Students have used Dale Awards to, for example, explore hip-hop culture in Shanghai, follow the routes of ancient Christian pilgrims, and delve into the connections between food and identity by visiting local restaurants in American towns and cities.

I am not sure that any students come to Princeton with a Dale Award project in mind, but I am confident that many of those who receive these awards find the experience transformative.

Finally, I like Jordan’s book because his voyage of discovery can serve as an apt metaphor for the journey that our incoming students will soon begin at Princeton. I expect most alumni will agree with me, as they look back on their own path through Old Nassau, that new arrivals will at times find this campus no less mysterious, foreign, surprising, or magical than the Magdalena river basin.

Like the Magdalena, Princeton, too, changes every day—and, I might add, it changes with every student. All of us who attended this place have our own set of stories to tell about it, and I have no doubt that will be true for those about to arrive in 2022.

I look forward to discussing Every Day the River Changes with our incoming students as they begin to explore this marvelous University and all that it has to offer. I look forward to discussing it with alumni, too. I have been very pleased that, over the past decade, the alumni community has taken an interest in the Pre-read, and I anticipate that Jordan’s story will inspire his fellow Tigers to reflect on the journeys, discoveries, and experiences that have shaped their own lives.


1 Every Day the River Changes 18
2 Id. at 14.

1 Response

John V.H. Dippel ’68

2 Years Ago

‘The Joy of Discovery’

Much as President Eisgruber ’83 is to be congratulated for introducing a “Princeton Pre-read” for incoming students (President’s Page, June issue), I hasten to point out that this is not a wholly new idea. Back in the summer of 1964, prospective freshmen like myself received a letter from the University advising us to read Alfred North Whitehead’s The Aims of Education before we set foot on campus. Duly purchased if only skimmed, this slender volume seemed to resonate with qualities which made Princeton back then seem daunting, lofty, and out-of-touch. 

Glancing at The Aims of Education the other day showed me how wrong I had been about Whitehead’s relevance to our times. To quote one passage: “The result of teaching small parts of a large number of subjects is the passive reception of disconnected ideas, not illumined with any spark of vitality. Let the main ideas which are introduced into a child’s education be few and important, and let them be thrown into every combination possible. The child should make them his own, and should understand their application here and now in the circumstances of his actual life. From the very beginning of his education, the child should experience the joy of discovery.”

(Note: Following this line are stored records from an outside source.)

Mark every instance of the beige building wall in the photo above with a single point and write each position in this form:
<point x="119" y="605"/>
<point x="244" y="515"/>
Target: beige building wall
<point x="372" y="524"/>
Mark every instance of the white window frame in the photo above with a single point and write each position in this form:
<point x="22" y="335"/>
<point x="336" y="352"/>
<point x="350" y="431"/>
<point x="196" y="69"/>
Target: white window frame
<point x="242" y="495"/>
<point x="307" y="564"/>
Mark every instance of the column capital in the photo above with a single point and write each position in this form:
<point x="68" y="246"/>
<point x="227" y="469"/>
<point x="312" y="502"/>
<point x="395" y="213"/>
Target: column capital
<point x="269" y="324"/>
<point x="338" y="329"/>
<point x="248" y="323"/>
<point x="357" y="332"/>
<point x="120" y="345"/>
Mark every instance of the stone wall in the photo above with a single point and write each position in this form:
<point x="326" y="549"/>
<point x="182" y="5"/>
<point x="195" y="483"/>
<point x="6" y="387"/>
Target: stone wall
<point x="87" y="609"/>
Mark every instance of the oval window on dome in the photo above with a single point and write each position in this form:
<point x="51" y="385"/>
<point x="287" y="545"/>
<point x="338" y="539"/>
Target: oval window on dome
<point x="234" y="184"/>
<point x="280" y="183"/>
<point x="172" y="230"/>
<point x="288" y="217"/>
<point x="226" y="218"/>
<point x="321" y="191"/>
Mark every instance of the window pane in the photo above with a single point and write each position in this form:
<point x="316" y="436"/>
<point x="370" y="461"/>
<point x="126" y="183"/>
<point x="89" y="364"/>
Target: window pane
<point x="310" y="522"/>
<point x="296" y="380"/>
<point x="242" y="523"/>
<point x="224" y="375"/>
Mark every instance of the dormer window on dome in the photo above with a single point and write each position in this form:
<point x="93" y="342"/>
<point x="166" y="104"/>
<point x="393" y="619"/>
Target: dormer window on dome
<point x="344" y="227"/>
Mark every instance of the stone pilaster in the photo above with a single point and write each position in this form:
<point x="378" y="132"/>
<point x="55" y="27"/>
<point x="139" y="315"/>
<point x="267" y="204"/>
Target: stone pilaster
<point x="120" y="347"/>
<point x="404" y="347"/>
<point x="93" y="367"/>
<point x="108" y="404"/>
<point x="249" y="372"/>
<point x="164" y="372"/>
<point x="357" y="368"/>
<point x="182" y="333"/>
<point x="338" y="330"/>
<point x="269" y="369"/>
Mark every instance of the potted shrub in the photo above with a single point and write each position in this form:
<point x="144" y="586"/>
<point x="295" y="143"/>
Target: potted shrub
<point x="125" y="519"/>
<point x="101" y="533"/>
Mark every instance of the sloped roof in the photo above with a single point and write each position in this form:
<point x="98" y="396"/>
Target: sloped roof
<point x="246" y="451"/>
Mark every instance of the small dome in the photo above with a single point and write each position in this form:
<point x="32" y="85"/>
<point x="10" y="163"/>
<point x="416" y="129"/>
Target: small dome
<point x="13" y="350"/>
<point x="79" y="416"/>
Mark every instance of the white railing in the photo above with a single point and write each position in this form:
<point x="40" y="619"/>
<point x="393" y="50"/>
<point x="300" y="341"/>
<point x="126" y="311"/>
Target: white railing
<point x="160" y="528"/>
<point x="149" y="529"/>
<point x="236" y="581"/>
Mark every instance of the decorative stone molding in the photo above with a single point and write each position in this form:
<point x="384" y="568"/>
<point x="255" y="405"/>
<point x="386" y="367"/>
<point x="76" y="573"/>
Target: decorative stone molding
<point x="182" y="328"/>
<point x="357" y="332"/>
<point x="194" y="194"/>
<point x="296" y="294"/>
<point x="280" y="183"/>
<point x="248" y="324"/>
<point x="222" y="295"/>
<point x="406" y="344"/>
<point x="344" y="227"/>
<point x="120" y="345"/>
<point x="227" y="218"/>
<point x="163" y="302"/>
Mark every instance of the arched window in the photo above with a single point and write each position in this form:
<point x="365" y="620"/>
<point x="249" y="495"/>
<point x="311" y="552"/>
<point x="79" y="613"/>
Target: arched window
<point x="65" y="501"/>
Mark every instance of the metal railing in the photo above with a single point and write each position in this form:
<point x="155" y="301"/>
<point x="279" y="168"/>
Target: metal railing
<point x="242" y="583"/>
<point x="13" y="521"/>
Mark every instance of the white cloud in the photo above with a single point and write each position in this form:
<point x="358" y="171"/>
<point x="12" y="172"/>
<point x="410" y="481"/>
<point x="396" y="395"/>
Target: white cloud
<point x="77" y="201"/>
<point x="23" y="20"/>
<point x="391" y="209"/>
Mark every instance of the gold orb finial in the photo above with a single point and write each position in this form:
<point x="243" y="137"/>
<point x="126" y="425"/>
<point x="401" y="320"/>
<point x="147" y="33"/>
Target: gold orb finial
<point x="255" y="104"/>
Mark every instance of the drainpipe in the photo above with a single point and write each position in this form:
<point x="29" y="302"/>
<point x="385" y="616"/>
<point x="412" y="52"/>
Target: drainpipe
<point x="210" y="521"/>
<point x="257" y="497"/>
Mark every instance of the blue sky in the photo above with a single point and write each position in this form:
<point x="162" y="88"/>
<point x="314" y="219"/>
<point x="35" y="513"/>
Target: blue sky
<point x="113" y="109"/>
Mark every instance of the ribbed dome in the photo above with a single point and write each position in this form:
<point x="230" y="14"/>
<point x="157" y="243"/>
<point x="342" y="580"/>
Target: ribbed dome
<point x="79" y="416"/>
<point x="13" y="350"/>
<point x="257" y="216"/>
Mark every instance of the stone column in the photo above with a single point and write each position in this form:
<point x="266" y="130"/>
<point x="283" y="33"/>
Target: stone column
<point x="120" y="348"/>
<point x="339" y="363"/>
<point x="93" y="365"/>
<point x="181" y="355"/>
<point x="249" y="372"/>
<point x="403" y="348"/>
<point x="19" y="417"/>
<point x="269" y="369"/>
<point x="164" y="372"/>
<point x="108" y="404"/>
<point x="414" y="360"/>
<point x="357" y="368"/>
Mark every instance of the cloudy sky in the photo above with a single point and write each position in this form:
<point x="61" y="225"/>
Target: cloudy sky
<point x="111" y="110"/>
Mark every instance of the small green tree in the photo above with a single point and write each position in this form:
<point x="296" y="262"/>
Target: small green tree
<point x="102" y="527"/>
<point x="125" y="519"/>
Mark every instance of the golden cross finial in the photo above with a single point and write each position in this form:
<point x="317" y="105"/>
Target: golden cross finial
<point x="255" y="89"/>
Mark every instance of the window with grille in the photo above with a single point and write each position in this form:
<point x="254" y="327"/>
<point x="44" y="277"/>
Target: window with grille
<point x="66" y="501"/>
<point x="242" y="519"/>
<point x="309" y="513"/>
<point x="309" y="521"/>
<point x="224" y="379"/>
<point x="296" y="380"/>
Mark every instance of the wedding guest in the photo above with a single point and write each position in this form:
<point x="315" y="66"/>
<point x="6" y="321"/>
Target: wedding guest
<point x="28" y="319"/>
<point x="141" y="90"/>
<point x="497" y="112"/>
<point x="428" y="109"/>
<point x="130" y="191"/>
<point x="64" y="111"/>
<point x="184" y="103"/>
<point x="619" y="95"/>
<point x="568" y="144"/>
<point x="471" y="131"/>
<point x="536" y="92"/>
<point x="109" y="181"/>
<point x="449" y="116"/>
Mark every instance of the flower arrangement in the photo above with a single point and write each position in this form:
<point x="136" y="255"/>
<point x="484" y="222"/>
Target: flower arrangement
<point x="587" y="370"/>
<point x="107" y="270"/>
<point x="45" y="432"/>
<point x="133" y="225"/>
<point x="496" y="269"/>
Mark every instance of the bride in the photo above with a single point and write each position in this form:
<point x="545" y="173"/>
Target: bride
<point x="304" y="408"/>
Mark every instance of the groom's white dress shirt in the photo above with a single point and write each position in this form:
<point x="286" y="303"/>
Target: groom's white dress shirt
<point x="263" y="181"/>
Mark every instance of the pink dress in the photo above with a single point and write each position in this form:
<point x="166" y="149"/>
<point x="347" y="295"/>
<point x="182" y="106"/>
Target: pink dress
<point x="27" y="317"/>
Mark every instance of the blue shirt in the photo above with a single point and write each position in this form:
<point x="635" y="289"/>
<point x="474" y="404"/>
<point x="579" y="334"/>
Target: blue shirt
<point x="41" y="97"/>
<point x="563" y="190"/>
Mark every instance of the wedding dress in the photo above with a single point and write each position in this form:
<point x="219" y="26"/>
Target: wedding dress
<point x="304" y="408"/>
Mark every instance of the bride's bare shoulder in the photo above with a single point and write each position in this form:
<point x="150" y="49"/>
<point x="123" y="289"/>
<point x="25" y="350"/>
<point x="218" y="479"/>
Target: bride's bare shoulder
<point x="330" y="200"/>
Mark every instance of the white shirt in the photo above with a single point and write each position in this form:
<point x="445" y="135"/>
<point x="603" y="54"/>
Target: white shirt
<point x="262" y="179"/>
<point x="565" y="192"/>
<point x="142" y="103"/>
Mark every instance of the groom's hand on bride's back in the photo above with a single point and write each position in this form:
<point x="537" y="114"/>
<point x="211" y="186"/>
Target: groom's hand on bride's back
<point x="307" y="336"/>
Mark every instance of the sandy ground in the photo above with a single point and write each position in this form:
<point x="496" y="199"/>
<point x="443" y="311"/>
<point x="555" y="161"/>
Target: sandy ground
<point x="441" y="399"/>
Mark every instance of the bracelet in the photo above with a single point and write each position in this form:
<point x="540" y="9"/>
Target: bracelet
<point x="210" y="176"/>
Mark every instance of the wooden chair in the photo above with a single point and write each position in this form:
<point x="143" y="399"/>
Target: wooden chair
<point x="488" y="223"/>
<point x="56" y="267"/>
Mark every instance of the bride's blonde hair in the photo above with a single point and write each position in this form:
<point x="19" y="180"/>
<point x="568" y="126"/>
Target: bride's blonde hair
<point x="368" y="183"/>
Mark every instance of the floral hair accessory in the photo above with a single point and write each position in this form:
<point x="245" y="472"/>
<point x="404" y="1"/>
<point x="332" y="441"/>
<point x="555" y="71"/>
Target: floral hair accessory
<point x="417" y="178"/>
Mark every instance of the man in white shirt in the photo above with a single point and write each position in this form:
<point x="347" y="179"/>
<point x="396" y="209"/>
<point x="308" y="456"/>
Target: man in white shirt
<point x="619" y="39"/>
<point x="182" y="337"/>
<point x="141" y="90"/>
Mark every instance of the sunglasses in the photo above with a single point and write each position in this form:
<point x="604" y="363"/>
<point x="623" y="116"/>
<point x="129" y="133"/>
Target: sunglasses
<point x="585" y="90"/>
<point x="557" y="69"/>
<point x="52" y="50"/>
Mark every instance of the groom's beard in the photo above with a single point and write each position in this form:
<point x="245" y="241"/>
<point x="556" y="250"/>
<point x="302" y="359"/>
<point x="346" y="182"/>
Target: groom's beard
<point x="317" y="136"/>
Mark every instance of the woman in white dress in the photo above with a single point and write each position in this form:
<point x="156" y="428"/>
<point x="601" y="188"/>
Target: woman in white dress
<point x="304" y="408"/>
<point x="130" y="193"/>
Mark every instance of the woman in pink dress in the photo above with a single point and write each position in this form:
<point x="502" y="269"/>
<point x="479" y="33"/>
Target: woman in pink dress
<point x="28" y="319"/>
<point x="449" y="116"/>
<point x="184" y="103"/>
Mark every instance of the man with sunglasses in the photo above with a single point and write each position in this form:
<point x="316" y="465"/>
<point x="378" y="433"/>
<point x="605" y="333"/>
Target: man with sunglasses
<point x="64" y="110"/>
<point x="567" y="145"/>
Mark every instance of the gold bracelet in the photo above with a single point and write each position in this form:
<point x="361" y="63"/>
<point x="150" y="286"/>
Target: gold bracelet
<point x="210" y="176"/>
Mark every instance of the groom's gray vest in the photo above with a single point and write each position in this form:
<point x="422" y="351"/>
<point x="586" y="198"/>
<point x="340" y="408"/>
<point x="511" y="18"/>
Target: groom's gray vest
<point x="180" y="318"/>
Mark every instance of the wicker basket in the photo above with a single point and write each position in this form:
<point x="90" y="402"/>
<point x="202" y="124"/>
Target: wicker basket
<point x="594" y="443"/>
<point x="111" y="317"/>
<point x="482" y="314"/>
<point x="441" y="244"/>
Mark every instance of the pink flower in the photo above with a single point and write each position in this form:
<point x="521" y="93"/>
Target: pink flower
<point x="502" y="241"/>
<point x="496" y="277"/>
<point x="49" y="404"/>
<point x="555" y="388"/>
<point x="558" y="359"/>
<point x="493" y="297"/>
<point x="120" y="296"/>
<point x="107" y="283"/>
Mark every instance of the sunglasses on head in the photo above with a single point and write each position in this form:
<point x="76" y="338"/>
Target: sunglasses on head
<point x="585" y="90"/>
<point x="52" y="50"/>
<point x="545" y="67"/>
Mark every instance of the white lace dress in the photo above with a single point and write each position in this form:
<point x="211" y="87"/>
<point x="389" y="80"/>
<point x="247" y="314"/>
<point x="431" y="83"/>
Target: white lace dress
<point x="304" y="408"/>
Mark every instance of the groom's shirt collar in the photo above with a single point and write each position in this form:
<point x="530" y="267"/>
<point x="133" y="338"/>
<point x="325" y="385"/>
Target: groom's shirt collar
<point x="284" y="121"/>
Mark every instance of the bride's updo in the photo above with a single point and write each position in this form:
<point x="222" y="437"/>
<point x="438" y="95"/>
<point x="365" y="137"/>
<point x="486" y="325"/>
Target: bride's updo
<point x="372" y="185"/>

Regrettably, the Princeton education I experienced was woefully lacking in these regards.  We were presented, in large lecture halls, with “disconnected ideas” and did not experience much joy of discovery.  A tip of the hat to President Eisgruber for selecting for this year a book about a recent graduate’s journey on a river in Colombia, immersing readers in the lives of ordinary people affected by political violence and upheaval. Alfred North Whitehead would certainly approve!